Opinión

Cuando volar es morir

Eran jóvenes, amaban la profesión y solo contabilizaban como vividas las horas que podían registrar en sus bitácoras. “Volar es vivir”, era su divisa. El resto era baladí. Tenían el más bello de los oficios: poner en riesgo su vida por los demás. 

Ese día les tocaba estar de guardia. Tras los ventanales de la oficina de operaciones el viento chillaba histérico, los cirros se inquietaban barruntando la borrasca. Entomólogos de nubes, supervisores de horizontes, en los criptogramas meteorológicos observaron cómo las isobaras se apretujaban en un ovillo pernicioso. El norte peninsular estaba en alerta amarilla; la flota de bajura permanecía amarrada; incluso los grandes mercantes zanganeaban remolones al amparo de las radas. Era preferible estar abajo deseando estar arriba, que estar arriba deseando estar abajo; lo sabían de sobra. 

 El teléfono sonó cuando la puesta de un sol ya desleído emborronaba el horizonte. Era un “código cero”, alguien moriría en cuestión de horas si no recibía un corazón. Saltaron como un resorte, atravesaron la rampa hasta el avión, y en un alboroto de alabeos, cabeceos y guiñadas se estamparon contra noche.

 Diligentes, silenciosos, como cumple a los héroes anónimos, eran las únicas almas que volaban a esas horas en un cielo tan hostil.
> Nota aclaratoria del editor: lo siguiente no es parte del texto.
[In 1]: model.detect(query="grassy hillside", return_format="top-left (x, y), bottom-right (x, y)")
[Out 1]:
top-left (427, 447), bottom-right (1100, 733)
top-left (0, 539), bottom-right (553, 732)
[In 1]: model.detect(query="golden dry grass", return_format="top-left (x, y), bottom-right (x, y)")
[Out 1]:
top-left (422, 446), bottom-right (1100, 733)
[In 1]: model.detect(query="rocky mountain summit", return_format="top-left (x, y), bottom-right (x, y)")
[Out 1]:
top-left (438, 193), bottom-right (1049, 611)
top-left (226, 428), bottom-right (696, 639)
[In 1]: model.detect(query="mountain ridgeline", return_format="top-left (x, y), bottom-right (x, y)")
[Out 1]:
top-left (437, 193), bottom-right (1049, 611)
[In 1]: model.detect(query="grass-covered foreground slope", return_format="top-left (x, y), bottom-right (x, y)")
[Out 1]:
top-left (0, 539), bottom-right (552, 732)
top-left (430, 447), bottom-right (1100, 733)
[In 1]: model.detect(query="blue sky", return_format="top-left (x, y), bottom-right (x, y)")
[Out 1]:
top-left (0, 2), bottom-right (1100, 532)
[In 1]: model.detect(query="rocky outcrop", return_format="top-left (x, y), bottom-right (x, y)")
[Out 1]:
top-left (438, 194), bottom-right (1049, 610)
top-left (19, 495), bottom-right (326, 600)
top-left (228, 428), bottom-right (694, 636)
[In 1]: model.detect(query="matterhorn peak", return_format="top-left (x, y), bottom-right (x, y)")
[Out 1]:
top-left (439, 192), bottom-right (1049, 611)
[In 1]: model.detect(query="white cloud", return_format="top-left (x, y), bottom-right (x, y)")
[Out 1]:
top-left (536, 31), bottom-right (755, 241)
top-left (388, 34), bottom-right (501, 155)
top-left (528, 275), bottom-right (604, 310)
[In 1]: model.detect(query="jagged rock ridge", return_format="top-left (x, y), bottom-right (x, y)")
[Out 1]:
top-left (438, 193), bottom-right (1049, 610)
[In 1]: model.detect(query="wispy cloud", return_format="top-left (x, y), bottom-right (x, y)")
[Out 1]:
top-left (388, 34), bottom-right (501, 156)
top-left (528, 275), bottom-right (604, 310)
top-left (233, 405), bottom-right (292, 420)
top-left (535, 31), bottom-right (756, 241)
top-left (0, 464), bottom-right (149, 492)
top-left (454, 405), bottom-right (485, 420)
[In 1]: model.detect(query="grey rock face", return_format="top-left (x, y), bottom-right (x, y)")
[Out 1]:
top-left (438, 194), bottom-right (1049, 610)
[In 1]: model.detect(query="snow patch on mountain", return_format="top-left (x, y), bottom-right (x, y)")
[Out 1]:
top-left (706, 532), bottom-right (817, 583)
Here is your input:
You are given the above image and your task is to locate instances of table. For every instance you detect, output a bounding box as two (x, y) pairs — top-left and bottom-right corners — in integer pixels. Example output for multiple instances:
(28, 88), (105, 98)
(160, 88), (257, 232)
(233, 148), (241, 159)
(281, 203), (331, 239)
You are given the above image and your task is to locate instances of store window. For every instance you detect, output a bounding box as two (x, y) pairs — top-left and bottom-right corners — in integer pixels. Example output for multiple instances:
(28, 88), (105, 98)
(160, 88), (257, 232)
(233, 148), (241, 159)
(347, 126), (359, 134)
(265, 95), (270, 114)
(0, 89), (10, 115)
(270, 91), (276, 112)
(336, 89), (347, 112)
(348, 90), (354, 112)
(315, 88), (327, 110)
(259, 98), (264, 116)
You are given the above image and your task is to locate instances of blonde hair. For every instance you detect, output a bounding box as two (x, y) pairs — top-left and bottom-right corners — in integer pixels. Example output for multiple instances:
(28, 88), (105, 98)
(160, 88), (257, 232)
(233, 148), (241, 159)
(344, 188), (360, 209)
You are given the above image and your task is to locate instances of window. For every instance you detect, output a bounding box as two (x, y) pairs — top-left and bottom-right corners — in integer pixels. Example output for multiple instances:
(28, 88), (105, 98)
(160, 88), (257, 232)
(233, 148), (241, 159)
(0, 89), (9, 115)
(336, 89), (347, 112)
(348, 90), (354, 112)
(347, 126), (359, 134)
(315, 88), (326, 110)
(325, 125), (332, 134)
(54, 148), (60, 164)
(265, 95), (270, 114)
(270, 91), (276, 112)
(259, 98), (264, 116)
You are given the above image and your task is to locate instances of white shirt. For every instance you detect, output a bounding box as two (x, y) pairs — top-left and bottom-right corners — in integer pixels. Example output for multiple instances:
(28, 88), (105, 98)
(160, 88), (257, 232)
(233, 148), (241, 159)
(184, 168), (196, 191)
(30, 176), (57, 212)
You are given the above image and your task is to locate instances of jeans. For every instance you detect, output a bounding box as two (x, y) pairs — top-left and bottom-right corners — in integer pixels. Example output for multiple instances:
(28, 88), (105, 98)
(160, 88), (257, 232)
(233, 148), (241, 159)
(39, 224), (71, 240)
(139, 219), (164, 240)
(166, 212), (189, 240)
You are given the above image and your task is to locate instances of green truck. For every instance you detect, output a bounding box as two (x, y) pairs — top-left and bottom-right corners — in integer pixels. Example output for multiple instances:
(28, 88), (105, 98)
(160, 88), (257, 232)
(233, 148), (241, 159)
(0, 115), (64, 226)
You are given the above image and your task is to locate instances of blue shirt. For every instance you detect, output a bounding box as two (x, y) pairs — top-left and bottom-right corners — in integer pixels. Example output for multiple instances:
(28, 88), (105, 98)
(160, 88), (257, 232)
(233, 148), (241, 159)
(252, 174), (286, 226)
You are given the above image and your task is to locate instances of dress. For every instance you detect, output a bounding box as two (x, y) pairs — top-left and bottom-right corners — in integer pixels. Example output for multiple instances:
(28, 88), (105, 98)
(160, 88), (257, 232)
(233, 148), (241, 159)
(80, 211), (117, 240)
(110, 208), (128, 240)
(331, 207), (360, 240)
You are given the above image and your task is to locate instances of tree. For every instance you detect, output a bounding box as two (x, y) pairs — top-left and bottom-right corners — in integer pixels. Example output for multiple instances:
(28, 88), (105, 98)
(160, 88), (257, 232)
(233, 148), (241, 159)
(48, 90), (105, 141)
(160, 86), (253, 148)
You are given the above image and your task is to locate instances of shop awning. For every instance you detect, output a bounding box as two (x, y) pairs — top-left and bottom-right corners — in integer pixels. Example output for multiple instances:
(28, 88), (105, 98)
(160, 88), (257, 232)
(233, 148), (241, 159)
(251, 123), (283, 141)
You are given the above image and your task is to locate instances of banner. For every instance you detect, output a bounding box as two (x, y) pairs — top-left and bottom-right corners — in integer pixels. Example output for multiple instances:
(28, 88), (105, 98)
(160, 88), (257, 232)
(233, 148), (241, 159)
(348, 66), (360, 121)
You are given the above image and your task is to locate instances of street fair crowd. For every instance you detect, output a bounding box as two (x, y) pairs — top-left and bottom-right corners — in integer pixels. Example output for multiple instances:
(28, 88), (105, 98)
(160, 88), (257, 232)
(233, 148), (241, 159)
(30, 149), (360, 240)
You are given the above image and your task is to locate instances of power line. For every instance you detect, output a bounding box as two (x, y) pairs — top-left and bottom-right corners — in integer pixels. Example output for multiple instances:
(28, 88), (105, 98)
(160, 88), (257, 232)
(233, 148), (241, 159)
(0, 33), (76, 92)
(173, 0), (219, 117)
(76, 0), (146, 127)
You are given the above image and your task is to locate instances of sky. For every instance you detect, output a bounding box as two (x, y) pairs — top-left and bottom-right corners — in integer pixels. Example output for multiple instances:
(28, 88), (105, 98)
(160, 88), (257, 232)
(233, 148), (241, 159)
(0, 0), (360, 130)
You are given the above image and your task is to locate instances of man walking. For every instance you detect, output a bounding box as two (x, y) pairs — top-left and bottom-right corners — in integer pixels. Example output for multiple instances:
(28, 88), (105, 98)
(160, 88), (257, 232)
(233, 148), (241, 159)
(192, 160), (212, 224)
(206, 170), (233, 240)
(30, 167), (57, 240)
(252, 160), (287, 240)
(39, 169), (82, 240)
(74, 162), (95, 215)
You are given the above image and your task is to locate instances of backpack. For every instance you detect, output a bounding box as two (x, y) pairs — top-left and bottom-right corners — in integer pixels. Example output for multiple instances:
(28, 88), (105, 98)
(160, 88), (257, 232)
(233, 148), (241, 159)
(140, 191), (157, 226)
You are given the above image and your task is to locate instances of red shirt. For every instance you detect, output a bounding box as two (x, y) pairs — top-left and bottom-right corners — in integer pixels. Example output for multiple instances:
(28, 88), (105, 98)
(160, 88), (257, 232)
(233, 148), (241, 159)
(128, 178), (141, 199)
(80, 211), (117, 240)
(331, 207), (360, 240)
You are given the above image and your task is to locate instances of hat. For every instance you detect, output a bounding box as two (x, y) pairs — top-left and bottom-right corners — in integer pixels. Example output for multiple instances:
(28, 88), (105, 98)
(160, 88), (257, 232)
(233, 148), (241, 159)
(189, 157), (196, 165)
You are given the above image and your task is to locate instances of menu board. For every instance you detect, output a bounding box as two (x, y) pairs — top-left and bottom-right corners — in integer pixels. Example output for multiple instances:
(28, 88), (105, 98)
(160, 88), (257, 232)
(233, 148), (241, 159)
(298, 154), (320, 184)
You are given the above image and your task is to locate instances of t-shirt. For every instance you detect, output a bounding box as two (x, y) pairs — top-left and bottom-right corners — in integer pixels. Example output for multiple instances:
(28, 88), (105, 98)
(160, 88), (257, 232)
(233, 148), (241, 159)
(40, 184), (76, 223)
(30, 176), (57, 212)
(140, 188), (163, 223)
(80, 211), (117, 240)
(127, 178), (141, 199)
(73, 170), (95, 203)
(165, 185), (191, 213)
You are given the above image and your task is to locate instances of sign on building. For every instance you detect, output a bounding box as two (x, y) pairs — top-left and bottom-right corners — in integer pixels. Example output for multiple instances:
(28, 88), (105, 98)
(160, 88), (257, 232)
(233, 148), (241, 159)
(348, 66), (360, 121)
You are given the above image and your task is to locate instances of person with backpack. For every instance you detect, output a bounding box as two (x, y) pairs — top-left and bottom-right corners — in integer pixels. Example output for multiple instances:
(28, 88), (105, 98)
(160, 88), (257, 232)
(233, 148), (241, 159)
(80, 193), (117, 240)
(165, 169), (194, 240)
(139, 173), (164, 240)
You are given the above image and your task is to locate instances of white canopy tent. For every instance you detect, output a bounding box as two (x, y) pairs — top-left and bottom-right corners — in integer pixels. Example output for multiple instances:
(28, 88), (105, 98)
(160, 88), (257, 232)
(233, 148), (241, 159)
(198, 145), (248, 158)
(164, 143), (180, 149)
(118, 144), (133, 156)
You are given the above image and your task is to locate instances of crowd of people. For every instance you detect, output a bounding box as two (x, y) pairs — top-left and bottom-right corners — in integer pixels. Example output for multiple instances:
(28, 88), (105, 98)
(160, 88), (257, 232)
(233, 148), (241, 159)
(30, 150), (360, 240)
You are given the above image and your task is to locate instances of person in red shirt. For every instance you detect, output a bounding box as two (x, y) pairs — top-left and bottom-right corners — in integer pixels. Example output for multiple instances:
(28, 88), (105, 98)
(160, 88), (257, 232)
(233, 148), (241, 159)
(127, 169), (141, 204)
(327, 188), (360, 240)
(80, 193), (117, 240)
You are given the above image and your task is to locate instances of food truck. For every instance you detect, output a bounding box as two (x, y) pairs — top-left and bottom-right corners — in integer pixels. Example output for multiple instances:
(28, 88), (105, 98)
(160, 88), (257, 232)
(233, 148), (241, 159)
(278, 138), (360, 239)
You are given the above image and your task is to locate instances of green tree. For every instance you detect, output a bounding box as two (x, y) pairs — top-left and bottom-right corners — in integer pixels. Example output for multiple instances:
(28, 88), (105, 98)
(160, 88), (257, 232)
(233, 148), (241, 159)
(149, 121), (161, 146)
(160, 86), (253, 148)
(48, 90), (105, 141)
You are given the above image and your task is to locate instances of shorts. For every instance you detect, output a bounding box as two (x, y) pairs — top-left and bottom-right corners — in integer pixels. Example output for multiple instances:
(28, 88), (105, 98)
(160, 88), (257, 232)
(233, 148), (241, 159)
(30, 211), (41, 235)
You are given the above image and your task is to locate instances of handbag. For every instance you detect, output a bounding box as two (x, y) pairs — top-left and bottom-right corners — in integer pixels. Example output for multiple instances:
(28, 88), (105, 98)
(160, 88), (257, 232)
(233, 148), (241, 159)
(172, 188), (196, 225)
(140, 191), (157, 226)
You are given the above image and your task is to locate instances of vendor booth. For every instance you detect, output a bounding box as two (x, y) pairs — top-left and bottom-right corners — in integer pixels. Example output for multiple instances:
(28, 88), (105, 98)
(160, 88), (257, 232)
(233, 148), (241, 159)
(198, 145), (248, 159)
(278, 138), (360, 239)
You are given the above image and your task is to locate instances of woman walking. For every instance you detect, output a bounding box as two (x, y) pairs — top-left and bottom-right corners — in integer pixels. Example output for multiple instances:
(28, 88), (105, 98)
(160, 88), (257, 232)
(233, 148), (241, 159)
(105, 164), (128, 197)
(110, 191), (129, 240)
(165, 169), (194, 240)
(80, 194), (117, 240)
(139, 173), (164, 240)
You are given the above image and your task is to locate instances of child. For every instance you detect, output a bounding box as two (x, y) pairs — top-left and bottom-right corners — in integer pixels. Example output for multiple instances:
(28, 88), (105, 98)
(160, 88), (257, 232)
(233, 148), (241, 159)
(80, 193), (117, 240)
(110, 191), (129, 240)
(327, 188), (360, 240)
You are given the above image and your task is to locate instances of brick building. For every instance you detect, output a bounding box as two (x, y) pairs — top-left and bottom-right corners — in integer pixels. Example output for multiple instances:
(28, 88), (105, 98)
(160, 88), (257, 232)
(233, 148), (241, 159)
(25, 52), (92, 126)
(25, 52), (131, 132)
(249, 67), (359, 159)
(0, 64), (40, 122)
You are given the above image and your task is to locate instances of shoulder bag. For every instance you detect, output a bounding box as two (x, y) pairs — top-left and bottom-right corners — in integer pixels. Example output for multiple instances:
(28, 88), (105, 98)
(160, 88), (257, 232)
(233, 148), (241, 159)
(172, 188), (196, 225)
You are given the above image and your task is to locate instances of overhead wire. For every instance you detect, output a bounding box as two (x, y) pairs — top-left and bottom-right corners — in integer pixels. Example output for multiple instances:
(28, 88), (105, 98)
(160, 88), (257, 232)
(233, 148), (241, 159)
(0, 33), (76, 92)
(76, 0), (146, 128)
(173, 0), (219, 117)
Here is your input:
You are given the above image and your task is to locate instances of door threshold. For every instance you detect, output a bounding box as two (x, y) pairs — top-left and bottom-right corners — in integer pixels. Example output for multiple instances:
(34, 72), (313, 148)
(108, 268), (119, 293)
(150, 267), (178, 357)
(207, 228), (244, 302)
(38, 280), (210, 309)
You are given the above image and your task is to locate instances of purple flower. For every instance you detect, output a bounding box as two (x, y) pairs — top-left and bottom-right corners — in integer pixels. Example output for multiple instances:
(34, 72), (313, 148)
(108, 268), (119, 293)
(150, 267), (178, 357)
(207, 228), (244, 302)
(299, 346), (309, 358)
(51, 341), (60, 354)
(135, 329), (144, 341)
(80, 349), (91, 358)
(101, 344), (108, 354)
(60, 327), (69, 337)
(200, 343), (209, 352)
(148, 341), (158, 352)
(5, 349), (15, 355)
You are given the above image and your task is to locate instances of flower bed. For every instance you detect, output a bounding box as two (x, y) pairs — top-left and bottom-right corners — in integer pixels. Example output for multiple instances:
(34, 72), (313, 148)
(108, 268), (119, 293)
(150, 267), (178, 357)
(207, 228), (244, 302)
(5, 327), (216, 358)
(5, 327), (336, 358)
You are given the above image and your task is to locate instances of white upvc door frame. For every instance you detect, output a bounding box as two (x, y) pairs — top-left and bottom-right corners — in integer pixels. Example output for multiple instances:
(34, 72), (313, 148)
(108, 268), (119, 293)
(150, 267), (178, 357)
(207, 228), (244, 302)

Les acompañaban los gemidos de las turbinas, los golpes del hielo contra el fuselaje, las vibraciones y los chirridos de todo el armazón de la aeronave que aun así no impedían el que las agujas de los instrumentos permanecieran atrapadas en su arco verde. En cuanto a ellos, atrapados también en el interior de su destino, ya nada podría hacerles desistir de su misión.

 Volaron a Asturias, recogieron al equipo médico, lo trasladaron a Oporto, esperaron que se terminase la extracción, y, junto con el órgano que haría renacer otra vida que se agostaba inexorable, depositaron a los médicos sanos y salvos de nuevo en el aeropuerto de Avilés. Sí, también ellos, también nuestros pilotos, contribuyen a que los españoles seamos los ciudadanos del mundo con mayores posibilidades de conseguir un trasplante. 

 Con la satisfacción del deber cumplido regresaban a su base en la ciudad del Apóstol. Para la vida, para la muerte y para las novias, como cumple a los valientes, tuvieron siempre un rictus de sonrisa. El Cessna Citation cruzó el cielo como una estrella errante. En 20 minutos las luces del aeropuerto de Santiago emergieron como un vapor de luz. Solicitaron a la torre de control autorización para aterrizar. Pero la meteorología -esa ciencia exacta de lo que ya pasó-, tenía todavía la última palabra. A media milla de la cabecera Norte, el windshear (cizalladura del viento), ese fenómeno tan peligroso a baja cota, los empujó a traición contra el terreno. El ribazo pasó oscuro, mortal, como un astro apagado. Ni siquiera tuvieron miedo a tener miedo. Caballeros del aire, jinetes del cielo, solos, a merced de su destino, en el fondo de sus ojos no hubo señal de desesperación. Volar era vivir. Pero la parca, maldita parca, ya les había besado en la boca al despegar...

 In memoriam de Daniel Fernández Orgaz (35 años, piloto al mando) y Alejandro Bueno Nilson (37 años, copiloto) que perecieron cuando se dedicaban a salvar vidas ajenas.